たとえば、1兆桁の数の1兆乗とかいう、スーパーコンピューターでも計算できるんだろうか? という問いに対して、正しい答えを出せる人はいないだろう。多分、書き出す前に寿命が尽きる。

しかしながら、かけ算というのは、因数に0が含まれない限り、積が0になることはない。よって、誰かがもし得意げに「その答えは0だ」と主張したとしたら、それは間違っていると指摘することができる。

よって、正しい答えは分からないけど、間違った答えは分かるというケースが存在することになる。

「対案がないなら口を出すな」とは何か


最初に出す案というのがどんなものになるかは分かったものではない。

たとえば、難病に苦しむ人の治療法として、ある人が「よし、この人に水銀を飲ませよう。古代中国では、不老不死の薬と考えられていた」と言い出すかもしれない。この人に対して口を出すためには、対案が必要になる。しかしそれは難病なんだ。治療法を提示できるなら、何も困りはしない。

しかし水銀は水俣病の原因であり、人間が服用しては毒になる。当然、そのくらいの説明はするが、意味はない。「じゃあ対案を出せ。今すぐこの人を治して見せろ」。

対案がなければ口を出してはいけないという主張を認めてしまうと、こういうことになる。我々としては、水銀など飲ませるわけにはいかないから実力行使をしてでもその行為をやめさせるだろうが、そのためには「対案などなくても、間違っていると言える根拠があればそれで十分だ」ということを受け入れるほかはない。

世の中には、答えの分からないものはいくらでもある。これは私の経験則だが、頭の悪い人間ほど事態を簡単に捉え、自分がその答えを知っているつもりになる。だから頭の悪い人間ほど、解決法を簡単に提示したがる。

するとどうなるか?

もちろん、そういう人が提示した解決法だから、いくつもの問題が見つかり、指摘される。そのすべてに対して、理路整然と自分の正しさを主張できるような能力はない。しかし、非難されるのは気に入らない。

じゃあどうしたらいいか?

ここで登場するのが魔法の言葉、「対案がないなら口を出すな」だ。

頭のいい人は事態を簡単に捉えない。複雑な問題を複雑に認識してしまう。それ故に、頭の弱い人ほど積極的には、事態の解決法を提示できない。よって、この魔法の言葉は、頭の悪い人が頭のいい人を黙らせるためには絶好の文句となる。

これがこの言葉の正体だ。

証明の手続き


Aが間違っていることを証明するために、A以外の何か、たとえばBの正しさを証明する必要はない。必要はないというか、条件をつけない限り、その証明には何の意味もない。

仮に、Bの正しさを証明したとしても、Aが間違っている証明にはならない。ABの両方が正しい可能性が否定されていないからだ。

にもかかわらず、多くの人々は、A以外の何かの正しさが証明されるまで、Aの間違いは証明されたことにならないと考えている。嘆かわしい。

Aが間違っていることを証明するために必要なのは、Aが間違っていることの証明だ。それ以外ではない。それだけでいい。

そしてまた、Aが間違っていることが証明できないことは、Aが正しいことの証明にはならないし、Aの正しさが証明できないことも、Aが間違っていることの証明にはならない。

このあたりも勘違いされやすいので、後日記事にしようと思う。

よって、なんであれ「やらないよりいい」とばかりに、おかしなことをしようとしている人に対しては、対案も何も用意せずに、それはダメだと非難するのは至って正しい主張である。

悪手を指すくらいなら、一手パスした方がましだ。将棋と違って、必ず何かをしなければならないルールなどないのだから。

対案の出し方


しかしながら、では、対案に価値はないのかと言えば、そんなことはない。あった方がいい。そんなものは当たり前だ。
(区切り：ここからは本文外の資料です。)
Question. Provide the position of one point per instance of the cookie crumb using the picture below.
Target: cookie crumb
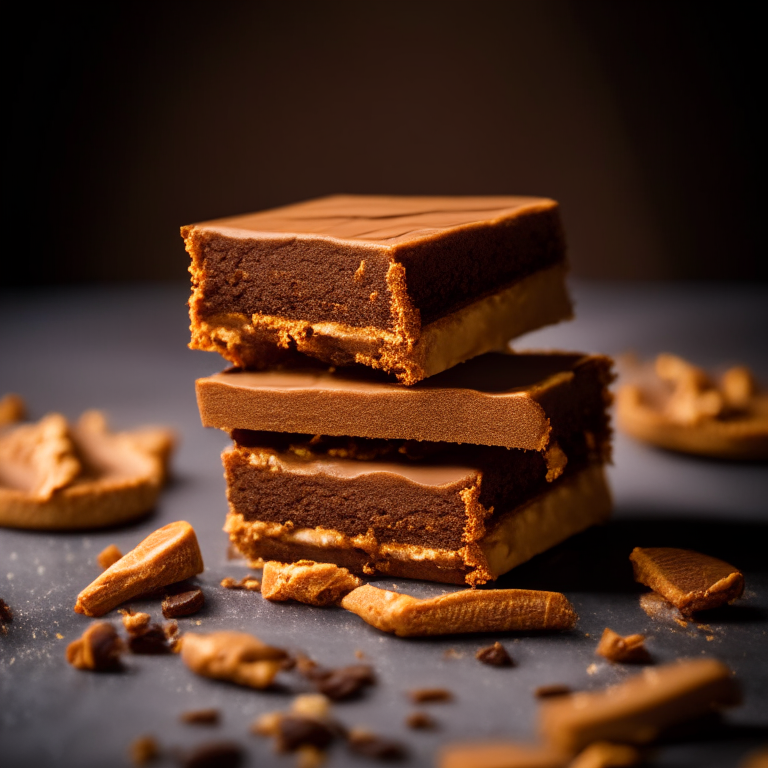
(430, 695)
(144, 750)
(420, 721)
(109, 556)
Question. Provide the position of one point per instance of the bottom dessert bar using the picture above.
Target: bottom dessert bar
(455, 514)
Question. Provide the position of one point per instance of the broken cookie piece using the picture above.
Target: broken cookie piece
(498, 610)
(166, 556)
(307, 582)
(629, 649)
(689, 580)
(98, 649)
(54, 475)
(678, 406)
(234, 656)
(640, 709)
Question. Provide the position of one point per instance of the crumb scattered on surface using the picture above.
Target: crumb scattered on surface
(210, 716)
(420, 721)
(554, 689)
(98, 649)
(135, 623)
(144, 750)
(628, 650)
(234, 656)
(370, 745)
(250, 583)
(183, 603)
(109, 556)
(430, 695)
(495, 656)
(214, 754)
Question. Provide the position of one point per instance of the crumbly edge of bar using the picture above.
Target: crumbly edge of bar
(549, 516)
(486, 324)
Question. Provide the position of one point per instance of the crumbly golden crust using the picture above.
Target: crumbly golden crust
(59, 476)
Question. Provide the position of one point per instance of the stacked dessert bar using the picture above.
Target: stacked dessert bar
(376, 423)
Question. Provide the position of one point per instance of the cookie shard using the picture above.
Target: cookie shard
(409, 285)
(54, 475)
(168, 555)
(523, 400)
(689, 580)
(307, 582)
(640, 709)
(499, 610)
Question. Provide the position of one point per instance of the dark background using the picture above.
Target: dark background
(129, 119)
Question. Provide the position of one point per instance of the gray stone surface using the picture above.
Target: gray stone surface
(123, 350)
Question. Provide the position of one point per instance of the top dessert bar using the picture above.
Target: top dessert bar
(409, 285)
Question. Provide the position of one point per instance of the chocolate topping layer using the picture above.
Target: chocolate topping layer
(517, 401)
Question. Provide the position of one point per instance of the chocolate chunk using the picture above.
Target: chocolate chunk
(424, 695)
(150, 641)
(214, 754)
(370, 745)
(183, 604)
(495, 656)
(294, 731)
(552, 690)
(98, 649)
(342, 683)
(201, 717)
(420, 721)
(629, 649)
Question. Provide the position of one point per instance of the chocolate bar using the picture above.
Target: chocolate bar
(525, 401)
(408, 285)
(436, 511)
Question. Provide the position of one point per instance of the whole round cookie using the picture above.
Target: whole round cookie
(677, 406)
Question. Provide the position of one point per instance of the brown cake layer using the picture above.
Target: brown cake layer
(523, 401)
(411, 285)
(374, 505)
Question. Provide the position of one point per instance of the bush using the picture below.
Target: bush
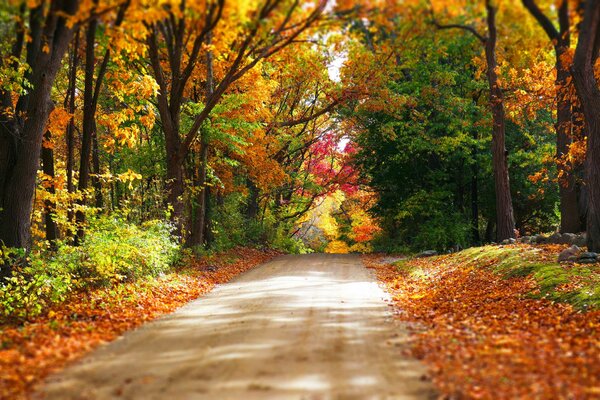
(113, 251)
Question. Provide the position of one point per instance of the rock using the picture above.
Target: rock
(427, 253)
(555, 238)
(525, 239)
(580, 240)
(568, 238)
(570, 254)
(588, 255)
(538, 239)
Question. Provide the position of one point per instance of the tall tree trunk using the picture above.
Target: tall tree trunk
(475, 236)
(49, 205)
(586, 55)
(201, 220)
(70, 131)
(19, 178)
(505, 222)
(89, 114)
(96, 181)
(252, 206)
(569, 201)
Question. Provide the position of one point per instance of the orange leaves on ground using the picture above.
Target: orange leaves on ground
(483, 337)
(29, 353)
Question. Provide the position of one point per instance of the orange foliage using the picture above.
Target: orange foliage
(482, 338)
(29, 353)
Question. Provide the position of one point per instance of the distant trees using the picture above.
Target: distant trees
(505, 221)
(586, 56)
(570, 214)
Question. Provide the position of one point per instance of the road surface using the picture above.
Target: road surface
(299, 327)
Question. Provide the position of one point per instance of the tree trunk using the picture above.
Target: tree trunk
(201, 221)
(49, 205)
(96, 181)
(475, 236)
(252, 207)
(70, 131)
(89, 114)
(19, 179)
(504, 210)
(586, 56)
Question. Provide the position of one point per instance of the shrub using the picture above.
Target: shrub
(113, 251)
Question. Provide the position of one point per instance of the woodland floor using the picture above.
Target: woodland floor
(492, 322)
(299, 327)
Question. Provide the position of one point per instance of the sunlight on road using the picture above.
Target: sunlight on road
(301, 325)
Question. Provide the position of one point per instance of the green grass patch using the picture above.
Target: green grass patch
(575, 284)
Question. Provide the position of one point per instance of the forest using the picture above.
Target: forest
(151, 150)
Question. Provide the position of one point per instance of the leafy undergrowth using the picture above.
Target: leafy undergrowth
(29, 352)
(487, 328)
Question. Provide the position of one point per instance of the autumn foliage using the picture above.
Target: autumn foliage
(486, 336)
(67, 331)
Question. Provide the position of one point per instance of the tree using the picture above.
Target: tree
(561, 41)
(174, 64)
(586, 55)
(22, 125)
(505, 223)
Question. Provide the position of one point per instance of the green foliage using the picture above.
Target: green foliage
(550, 276)
(231, 227)
(113, 251)
(425, 159)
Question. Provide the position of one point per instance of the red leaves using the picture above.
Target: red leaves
(29, 353)
(483, 338)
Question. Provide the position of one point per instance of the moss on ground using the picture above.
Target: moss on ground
(577, 284)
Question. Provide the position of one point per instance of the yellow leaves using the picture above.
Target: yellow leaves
(129, 177)
(58, 121)
(337, 247)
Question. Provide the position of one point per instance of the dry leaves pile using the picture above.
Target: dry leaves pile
(29, 353)
(482, 337)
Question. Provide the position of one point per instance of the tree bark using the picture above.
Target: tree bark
(50, 37)
(70, 131)
(201, 220)
(475, 235)
(96, 181)
(89, 114)
(505, 223)
(49, 205)
(568, 191)
(586, 55)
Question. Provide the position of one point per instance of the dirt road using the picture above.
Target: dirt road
(299, 327)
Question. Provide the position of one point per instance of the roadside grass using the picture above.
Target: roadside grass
(32, 349)
(573, 283)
が、人々は対案の出し方はあまり心得ていないようだ。特に、お互いが敵対的関係にある際の対案の出し方を、かなり誤解しているように見える。

対案などと言うのは、出そうと思えばすぐに出せる。出したがるかどうかはともかくとして、ただ対案と呼べるものを出しさえすればいいなら簡単だ。
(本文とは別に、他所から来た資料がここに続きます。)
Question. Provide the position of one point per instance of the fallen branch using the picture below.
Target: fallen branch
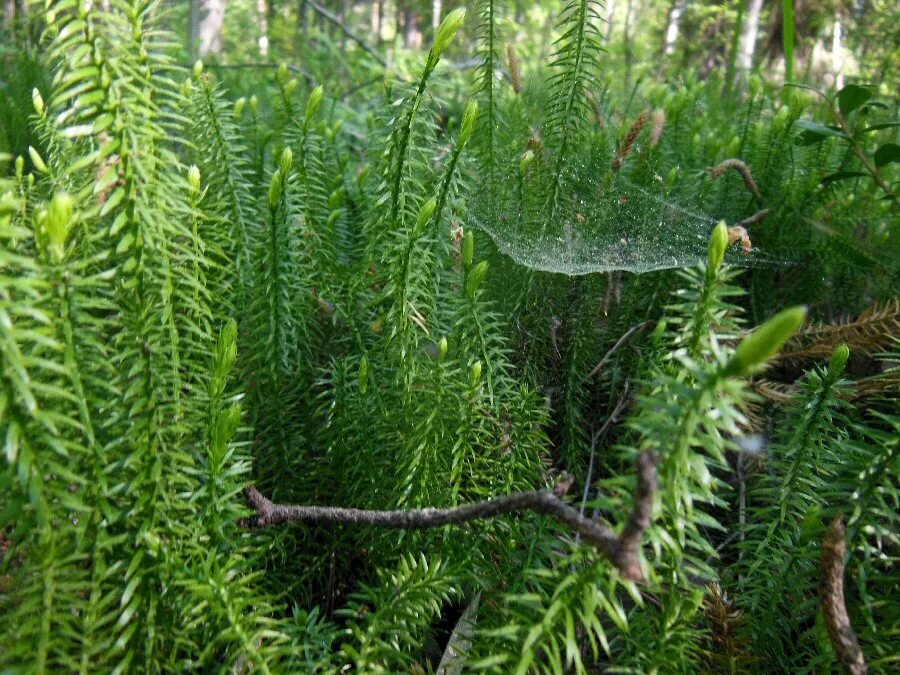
(837, 621)
(328, 16)
(622, 551)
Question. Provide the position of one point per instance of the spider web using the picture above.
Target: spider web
(626, 228)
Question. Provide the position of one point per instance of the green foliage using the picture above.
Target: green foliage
(326, 300)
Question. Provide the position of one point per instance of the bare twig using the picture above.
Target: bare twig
(597, 437)
(623, 551)
(837, 621)
(739, 166)
(628, 142)
(328, 16)
(619, 342)
(310, 78)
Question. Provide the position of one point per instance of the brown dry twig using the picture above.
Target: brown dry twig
(628, 142)
(871, 332)
(719, 170)
(623, 551)
(837, 621)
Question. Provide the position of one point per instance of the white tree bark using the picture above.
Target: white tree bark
(674, 26)
(262, 16)
(9, 13)
(211, 27)
(838, 56)
(435, 14)
(747, 46)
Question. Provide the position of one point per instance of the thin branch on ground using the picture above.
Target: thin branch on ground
(599, 436)
(623, 551)
(619, 342)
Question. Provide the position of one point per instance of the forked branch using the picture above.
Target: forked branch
(837, 621)
(623, 551)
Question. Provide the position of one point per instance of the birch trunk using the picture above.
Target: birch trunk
(747, 47)
(211, 27)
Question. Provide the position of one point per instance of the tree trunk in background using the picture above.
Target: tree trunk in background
(435, 14)
(9, 13)
(412, 36)
(674, 25)
(747, 47)
(193, 29)
(838, 56)
(610, 15)
(377, 19)
(211, 27)
(262, 18)
(629, 51)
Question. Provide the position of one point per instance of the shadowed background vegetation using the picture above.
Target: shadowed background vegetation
(396, 255)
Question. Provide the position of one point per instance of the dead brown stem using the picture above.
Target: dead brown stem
(623, 551)
(837, 621)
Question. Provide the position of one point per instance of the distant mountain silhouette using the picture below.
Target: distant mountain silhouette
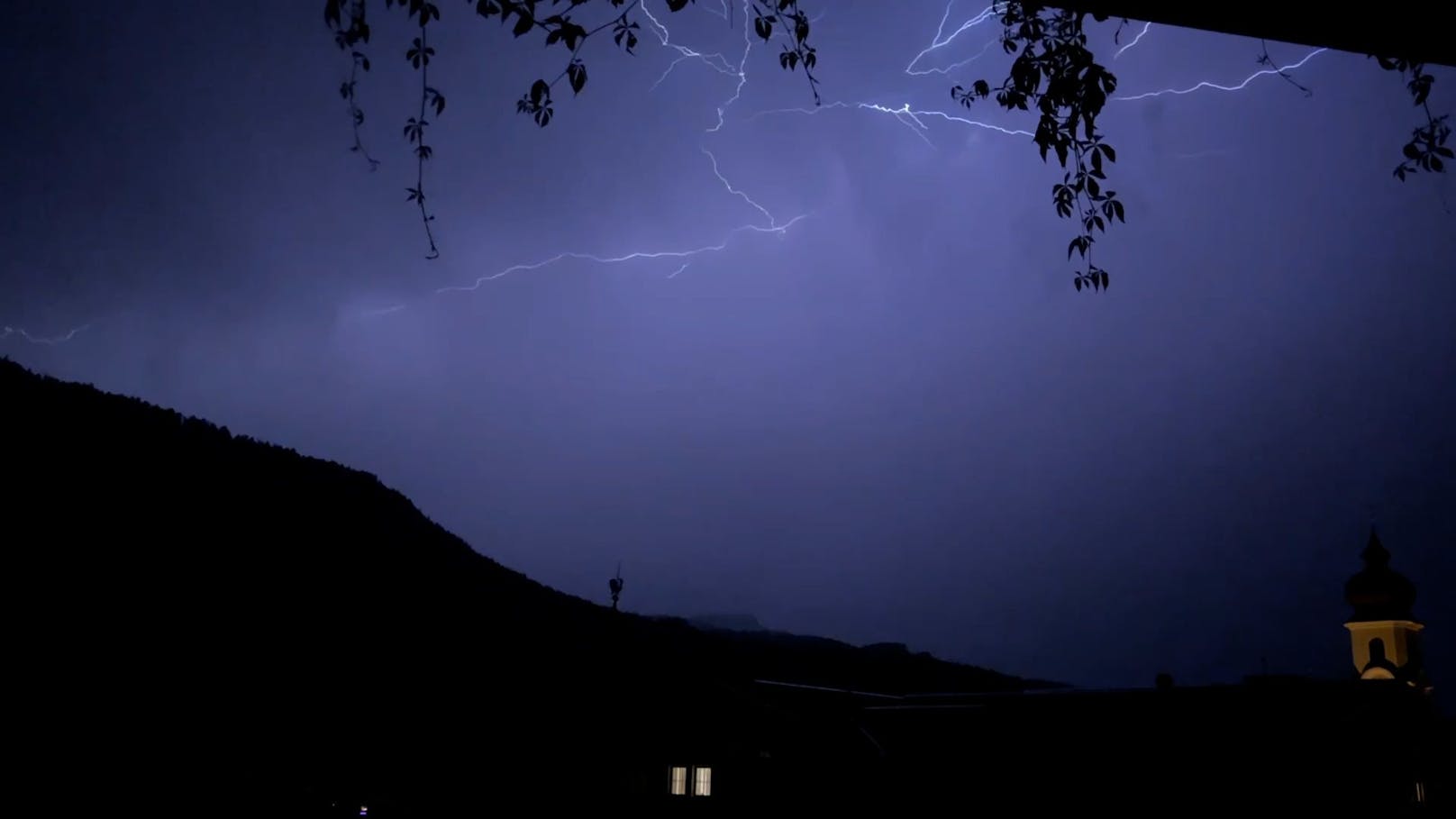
(727, 623)
(203, 613)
たとえば先の例に従って、難病の患者に水銀を飲ませようとしている人に対案を求められたなら、至って当たり前のことを言えばいい。

「患者の生体機能を維持したまま、この難病の研究を続けて、治療法を開発する」

これも対案だ。ただし、クレームはつく。

「いつになったら開発が完了するんだ。それまで患者は生きていられるのか。水銀を飲めばすぐに治るかもしれないんだぞ。今すぐに患者を治療できる対案を出せ」

とかなんとか、そんなことを言われるだろう。だが、相手にする必要はない。

「今すぐに患者を治療できる対案、などという条件をつけられる謂われはない。私はこの患者をどう扱うべきかについての対案は示した。おまえの求める条件など知らん」

これでいい。

対案というのは、その事態に対して自分ならどう向き合うのか、という意見でありさえすればいい。いちいち、相手の主張とすりあわせ、相手も納得してくれそうな形に調整してやる義理はない。

まして、このような対立的な主張なら、こちらが絶対に受け入れられないような案を出しているのは相手方も一緒なのだから。どうしてこっちだけ、相手に納得してもらえるように調整しなければならないのだろうか?
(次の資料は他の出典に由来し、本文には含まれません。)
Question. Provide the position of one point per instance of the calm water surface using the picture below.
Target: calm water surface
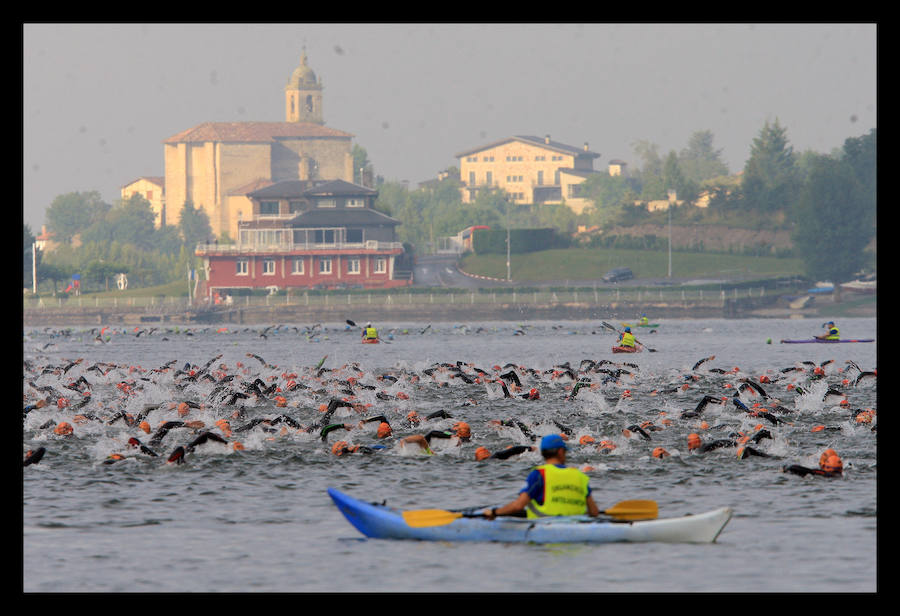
(260, 519)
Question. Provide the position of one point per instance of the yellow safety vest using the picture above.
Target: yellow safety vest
(565, 492)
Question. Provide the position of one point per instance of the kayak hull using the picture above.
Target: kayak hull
(817, 341)
(633, 349)
(381, 522)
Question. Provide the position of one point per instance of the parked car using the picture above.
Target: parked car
(617, 274)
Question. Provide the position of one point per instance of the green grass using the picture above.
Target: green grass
(591, 264)
(173, 289)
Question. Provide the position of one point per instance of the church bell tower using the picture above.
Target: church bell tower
(303, 95)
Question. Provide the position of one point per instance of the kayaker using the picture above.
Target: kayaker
(552, 488)
(370, 333)
(626, 339)
(832, 332)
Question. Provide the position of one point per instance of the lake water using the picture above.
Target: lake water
(259, 519)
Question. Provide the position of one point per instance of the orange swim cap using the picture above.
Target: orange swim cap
(693, 441)
(606, 446)
(830, 462)
(462, 429)
(865, 416)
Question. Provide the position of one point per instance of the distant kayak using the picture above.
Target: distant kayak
(634, 349)
(816, 340)
(381, 522)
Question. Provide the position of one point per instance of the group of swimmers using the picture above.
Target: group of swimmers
(369, 413)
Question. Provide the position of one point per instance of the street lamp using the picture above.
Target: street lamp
(672, 197)
(508, 277)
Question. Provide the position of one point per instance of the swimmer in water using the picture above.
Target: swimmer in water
(830, 465)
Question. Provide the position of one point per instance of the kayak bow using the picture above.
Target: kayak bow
(816, 340)
(382, 522)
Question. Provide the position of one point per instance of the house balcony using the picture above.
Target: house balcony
(371, 246)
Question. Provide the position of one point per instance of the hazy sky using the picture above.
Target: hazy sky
(98, 100)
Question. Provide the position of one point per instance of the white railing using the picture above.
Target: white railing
(300, 297)
(247, 249)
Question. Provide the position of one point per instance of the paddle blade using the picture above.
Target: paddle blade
(634, 510)
(422, 518)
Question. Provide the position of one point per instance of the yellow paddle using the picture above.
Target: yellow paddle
(624, 511)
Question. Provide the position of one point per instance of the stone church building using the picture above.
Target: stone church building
(215, 165)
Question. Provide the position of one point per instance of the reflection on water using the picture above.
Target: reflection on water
(258, 519)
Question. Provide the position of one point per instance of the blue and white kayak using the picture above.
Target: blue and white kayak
(816, 340)
(381, 522)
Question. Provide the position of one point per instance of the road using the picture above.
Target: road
(441, 271)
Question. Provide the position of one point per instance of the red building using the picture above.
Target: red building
(312, 234)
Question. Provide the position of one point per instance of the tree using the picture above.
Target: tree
(194, 225)
(29, 255)
(362, 168)
(674, 179)
(833, 225)
(72, 213)
(700, 161)
(131, 221)
(770, 176)
(54, 273)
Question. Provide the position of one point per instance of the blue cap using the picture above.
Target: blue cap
(552, 441)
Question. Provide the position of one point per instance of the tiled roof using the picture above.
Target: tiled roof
(251, 132)
(538, 141)
(155, 179)
(249, 187)
(309, 188)
(581, 172)
(341, 217)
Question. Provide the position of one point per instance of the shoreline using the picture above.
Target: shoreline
(744, 308)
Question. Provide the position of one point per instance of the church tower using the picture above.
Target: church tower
(303, 95)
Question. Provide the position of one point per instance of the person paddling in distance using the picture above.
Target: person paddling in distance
(626, 338)
(369, 332)
(831, 332)
(552, 488)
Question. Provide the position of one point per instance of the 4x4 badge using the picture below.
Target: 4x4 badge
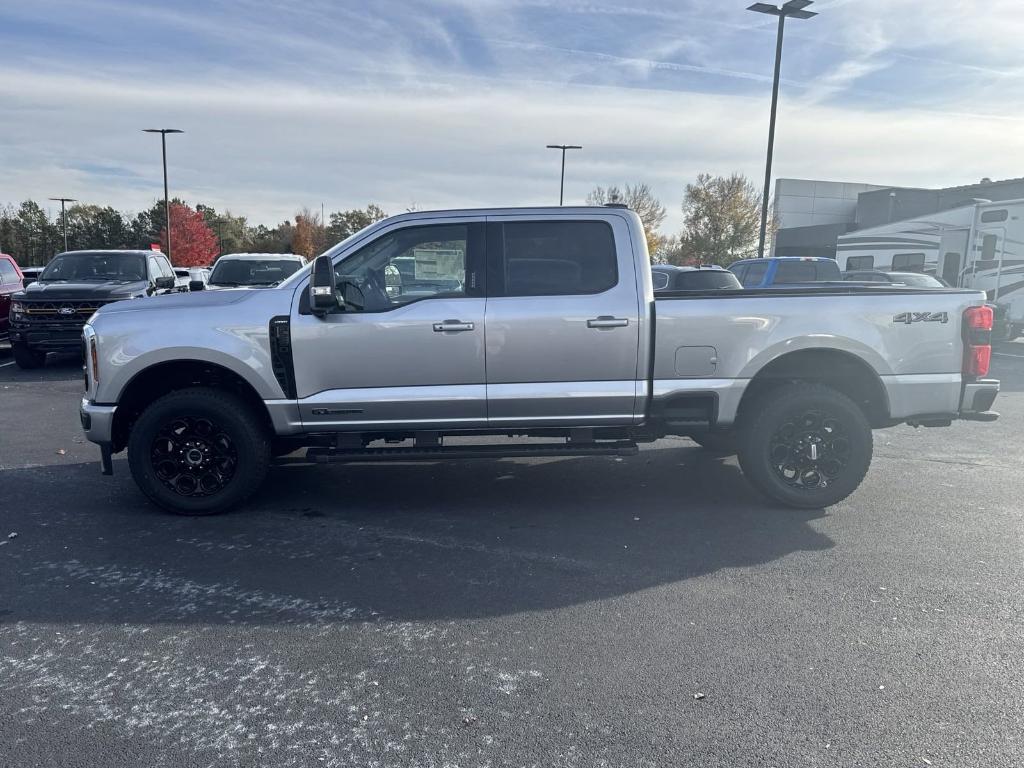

自分にも納得できる対案を出せと要求するなら、おまえも俺様が納得できる提案をしろ、ということになる。先に案を出した側は調整の義務がなく、後から対案を出す場合だけ相手の都合も考えないといけないなんて、それじゃただの先出し有利原則じゃないか。

とはいえもちろん、民主主義社会においては、他者からの賛同、支持というものは不可欠だ。多くの人に賛同されるような案を出す方が望ましいことは間違いない。

だからそのあたりも調整して案を練るというのは至って普通であり当然である。ただしそれは、案というもの一般がそうなのであって、対案にだけ求められる要件ではない。これを勘違いしてはいけない。